National providers have shifted their focus from client needs to their bottom line as if these are mutually exclusive and in doing so are often causing more work and in many instances problems for their clients. The level of frustration from Adjusters and Risk Managers is at an all-time high due to complications from their vendors and they have begun to shift focus back to the local and regional vendors that remain.

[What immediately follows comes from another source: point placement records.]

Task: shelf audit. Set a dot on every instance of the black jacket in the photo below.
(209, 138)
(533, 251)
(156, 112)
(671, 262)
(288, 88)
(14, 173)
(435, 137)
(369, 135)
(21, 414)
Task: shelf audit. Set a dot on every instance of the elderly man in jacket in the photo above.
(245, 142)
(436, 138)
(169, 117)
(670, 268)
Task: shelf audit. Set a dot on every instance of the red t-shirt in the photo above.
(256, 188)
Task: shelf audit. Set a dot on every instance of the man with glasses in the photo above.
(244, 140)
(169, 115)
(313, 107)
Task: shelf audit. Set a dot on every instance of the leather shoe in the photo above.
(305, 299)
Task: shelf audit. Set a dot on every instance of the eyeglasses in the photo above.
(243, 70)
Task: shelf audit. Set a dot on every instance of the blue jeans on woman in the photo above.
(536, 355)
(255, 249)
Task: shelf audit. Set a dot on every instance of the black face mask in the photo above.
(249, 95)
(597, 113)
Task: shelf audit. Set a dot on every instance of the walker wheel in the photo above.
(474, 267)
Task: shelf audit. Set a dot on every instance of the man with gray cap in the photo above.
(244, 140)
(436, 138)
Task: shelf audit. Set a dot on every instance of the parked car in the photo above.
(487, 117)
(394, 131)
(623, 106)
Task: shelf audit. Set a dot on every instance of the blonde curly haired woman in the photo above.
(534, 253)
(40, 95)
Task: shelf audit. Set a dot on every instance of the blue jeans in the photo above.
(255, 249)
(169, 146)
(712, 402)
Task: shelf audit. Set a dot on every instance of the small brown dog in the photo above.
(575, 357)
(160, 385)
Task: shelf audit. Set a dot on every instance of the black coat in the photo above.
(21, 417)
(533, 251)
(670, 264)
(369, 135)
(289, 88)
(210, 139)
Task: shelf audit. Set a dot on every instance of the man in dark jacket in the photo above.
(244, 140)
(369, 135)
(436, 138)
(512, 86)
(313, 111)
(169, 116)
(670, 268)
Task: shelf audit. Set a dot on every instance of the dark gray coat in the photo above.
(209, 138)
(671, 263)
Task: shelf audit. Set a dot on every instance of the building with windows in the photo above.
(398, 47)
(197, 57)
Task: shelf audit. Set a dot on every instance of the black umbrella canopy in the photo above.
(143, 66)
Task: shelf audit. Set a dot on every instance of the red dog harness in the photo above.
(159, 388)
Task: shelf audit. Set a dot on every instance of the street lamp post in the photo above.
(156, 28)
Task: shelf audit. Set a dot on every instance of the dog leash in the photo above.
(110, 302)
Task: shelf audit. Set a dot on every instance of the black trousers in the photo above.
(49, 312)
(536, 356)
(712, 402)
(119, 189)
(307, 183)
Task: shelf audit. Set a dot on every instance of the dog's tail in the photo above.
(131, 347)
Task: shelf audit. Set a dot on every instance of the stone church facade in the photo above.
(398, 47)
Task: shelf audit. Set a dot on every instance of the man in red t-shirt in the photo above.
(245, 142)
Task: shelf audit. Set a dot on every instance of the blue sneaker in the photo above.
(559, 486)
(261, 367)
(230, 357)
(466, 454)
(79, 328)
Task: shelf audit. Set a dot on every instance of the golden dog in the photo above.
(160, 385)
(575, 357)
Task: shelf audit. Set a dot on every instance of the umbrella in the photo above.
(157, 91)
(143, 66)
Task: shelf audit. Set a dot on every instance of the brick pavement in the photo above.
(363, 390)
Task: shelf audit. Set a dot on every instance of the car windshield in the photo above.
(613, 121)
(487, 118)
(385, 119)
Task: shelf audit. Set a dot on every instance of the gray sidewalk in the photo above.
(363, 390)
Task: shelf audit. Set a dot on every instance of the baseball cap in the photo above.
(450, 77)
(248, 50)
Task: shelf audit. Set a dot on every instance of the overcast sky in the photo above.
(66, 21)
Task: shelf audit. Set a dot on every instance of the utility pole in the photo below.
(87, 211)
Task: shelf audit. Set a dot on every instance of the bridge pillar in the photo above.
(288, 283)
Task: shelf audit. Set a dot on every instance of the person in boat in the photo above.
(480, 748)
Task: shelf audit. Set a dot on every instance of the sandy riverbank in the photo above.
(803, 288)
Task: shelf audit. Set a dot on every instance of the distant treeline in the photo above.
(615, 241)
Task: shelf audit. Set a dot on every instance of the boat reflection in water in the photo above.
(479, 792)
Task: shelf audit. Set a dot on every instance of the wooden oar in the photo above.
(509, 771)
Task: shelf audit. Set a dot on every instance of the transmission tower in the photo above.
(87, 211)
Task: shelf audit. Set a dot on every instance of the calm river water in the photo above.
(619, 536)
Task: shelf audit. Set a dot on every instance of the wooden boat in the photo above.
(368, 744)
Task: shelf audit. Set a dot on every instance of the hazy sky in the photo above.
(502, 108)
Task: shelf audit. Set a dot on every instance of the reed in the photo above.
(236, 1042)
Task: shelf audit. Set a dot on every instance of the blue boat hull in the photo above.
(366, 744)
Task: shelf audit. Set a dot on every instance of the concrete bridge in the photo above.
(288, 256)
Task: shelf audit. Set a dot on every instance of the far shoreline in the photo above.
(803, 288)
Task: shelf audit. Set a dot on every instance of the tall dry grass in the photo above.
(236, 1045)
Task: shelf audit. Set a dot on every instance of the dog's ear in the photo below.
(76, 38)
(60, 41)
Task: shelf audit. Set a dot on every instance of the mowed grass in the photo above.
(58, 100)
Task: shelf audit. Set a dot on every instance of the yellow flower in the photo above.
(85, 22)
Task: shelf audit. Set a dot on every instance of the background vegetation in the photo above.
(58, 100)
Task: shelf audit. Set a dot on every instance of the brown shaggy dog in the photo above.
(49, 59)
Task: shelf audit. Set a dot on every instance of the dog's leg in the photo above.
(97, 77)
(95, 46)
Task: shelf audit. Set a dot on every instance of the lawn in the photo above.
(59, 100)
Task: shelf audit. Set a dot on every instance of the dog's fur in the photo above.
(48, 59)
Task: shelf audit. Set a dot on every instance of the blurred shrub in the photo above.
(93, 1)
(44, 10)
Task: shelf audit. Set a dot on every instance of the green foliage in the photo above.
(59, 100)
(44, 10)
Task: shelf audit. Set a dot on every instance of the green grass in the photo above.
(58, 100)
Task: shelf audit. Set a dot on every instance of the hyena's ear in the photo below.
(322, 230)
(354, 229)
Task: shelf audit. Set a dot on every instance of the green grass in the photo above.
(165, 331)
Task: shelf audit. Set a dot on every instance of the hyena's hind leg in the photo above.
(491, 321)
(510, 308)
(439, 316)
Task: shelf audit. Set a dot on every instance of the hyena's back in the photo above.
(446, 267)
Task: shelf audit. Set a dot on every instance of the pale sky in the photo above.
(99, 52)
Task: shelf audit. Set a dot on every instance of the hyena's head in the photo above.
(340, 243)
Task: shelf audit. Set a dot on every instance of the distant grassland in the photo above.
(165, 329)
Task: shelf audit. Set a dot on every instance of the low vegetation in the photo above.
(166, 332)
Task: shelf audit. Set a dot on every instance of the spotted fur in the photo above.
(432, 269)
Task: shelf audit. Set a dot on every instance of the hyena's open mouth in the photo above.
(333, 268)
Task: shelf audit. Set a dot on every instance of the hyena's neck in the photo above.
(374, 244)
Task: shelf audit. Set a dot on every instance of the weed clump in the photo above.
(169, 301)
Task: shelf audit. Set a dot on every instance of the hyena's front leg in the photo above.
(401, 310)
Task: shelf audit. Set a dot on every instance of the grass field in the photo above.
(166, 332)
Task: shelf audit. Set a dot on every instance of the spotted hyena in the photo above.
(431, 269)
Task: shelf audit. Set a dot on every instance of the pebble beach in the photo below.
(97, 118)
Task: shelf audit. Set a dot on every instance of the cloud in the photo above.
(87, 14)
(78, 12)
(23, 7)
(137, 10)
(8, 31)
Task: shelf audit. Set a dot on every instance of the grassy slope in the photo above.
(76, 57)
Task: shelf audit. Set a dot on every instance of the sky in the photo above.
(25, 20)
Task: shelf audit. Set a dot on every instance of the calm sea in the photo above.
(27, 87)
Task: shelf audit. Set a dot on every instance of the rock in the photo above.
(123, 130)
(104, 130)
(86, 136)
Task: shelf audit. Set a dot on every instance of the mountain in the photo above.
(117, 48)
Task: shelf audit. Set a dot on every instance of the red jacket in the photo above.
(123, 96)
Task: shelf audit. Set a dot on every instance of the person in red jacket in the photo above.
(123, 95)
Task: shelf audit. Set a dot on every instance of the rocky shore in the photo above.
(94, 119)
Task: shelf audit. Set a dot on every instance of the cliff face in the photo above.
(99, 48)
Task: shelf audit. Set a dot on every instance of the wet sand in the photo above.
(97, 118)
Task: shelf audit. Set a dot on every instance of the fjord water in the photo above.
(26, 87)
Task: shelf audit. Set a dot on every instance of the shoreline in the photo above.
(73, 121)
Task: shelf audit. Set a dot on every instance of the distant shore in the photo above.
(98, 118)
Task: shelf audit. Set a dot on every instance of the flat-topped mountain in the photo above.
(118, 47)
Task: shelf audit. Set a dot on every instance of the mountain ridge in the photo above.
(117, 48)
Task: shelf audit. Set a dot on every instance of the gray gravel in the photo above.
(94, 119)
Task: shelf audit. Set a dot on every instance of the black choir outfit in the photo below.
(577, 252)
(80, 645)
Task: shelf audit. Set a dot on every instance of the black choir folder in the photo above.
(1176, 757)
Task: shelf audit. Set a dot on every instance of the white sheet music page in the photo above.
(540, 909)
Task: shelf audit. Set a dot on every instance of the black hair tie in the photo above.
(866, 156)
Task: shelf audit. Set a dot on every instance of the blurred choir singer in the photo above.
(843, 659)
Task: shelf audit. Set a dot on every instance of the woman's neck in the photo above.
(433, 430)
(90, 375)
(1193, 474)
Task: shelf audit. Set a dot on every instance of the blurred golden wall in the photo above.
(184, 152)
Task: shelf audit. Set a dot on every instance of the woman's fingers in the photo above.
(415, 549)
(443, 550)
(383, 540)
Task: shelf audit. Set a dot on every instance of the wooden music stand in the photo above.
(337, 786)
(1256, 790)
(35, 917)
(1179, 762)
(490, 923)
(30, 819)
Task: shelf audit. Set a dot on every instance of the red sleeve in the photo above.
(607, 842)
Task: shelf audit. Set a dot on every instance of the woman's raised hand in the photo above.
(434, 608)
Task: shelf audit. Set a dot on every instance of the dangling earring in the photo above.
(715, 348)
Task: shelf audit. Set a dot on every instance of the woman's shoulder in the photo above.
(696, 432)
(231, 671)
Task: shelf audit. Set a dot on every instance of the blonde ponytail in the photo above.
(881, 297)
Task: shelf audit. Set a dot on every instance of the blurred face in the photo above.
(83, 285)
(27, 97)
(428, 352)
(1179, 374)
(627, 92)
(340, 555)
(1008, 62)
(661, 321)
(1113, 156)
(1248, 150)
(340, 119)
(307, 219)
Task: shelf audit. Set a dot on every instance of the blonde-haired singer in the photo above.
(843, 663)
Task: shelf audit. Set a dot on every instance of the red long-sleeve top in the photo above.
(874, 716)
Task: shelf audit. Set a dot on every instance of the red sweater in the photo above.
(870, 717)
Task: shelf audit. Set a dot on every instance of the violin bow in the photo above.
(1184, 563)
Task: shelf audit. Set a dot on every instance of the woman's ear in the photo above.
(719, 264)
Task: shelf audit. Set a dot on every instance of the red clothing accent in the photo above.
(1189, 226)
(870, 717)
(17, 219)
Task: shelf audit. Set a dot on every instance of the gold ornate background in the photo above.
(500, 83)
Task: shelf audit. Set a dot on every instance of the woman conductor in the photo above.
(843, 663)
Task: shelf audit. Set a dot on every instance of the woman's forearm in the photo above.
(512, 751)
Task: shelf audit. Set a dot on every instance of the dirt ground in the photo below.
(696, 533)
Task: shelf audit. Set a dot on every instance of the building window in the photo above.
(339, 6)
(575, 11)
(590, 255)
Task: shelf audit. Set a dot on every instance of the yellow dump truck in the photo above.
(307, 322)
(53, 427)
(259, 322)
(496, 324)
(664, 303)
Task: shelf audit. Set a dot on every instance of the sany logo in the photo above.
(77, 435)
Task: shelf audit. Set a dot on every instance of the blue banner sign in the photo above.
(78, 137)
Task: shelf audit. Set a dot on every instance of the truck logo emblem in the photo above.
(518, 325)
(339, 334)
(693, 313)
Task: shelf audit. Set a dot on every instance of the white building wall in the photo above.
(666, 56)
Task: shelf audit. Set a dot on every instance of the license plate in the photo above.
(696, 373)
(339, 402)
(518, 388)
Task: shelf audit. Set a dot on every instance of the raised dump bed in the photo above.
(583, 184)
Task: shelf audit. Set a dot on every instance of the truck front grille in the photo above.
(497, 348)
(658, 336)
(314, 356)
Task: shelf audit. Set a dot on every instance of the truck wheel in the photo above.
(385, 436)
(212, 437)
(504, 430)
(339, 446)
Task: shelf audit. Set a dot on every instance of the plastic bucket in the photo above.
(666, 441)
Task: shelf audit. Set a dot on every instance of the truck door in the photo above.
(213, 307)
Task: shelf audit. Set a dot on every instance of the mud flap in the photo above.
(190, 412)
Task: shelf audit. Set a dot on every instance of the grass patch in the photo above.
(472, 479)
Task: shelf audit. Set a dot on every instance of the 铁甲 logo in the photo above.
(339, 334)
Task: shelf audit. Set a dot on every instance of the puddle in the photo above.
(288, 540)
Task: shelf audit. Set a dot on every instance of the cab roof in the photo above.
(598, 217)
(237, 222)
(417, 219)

It is this realization after 20 years in medical cost containment and claims that the industry for which I have a great passion for has been in a downward spiral, which led me to the decision to open my own company. With the hopes of revitalizing the reputation and quality, and disrupting this industry I have taken such pride in for the greater part of my professional career. Service providers need to put themselves on notice and realize that their purpose for being is to alleviate their clients burdens not add to them. They need to take pride once again in the product and services we provide. They cannot be afraid to ask for a physician’s credentials and testimony history if they are going to be serving as an expert witness. It is part of their inherent responsibility to do so as part of the initial credentialing. As vendors governed by regulation and ethics we cannot honor requests to modify reports or suggest alternative treatment methods. We need to maintain the integrity in our products, our providers and ourselves.

Our role is to provide our clients with reports and ensure that the providers findings are objective, their reports substantiate their treatments and they have been provided with all the tools and information they require to provide an objective Independent Medical Examination. The reality is the IME Company is the conduit for which all this takes place and the success and/or demise of the industry, reputation of the product and our firms is completely dependent on us, our company directives, philosophies and mission. We need to make it a good one.

To conclude this with a quote by Vince Lombardi “The quality of a person’s life is in direct proportion to their commitment to excellence, regardless of their chosen field of endeavor.” This is my philosophy and that of my company.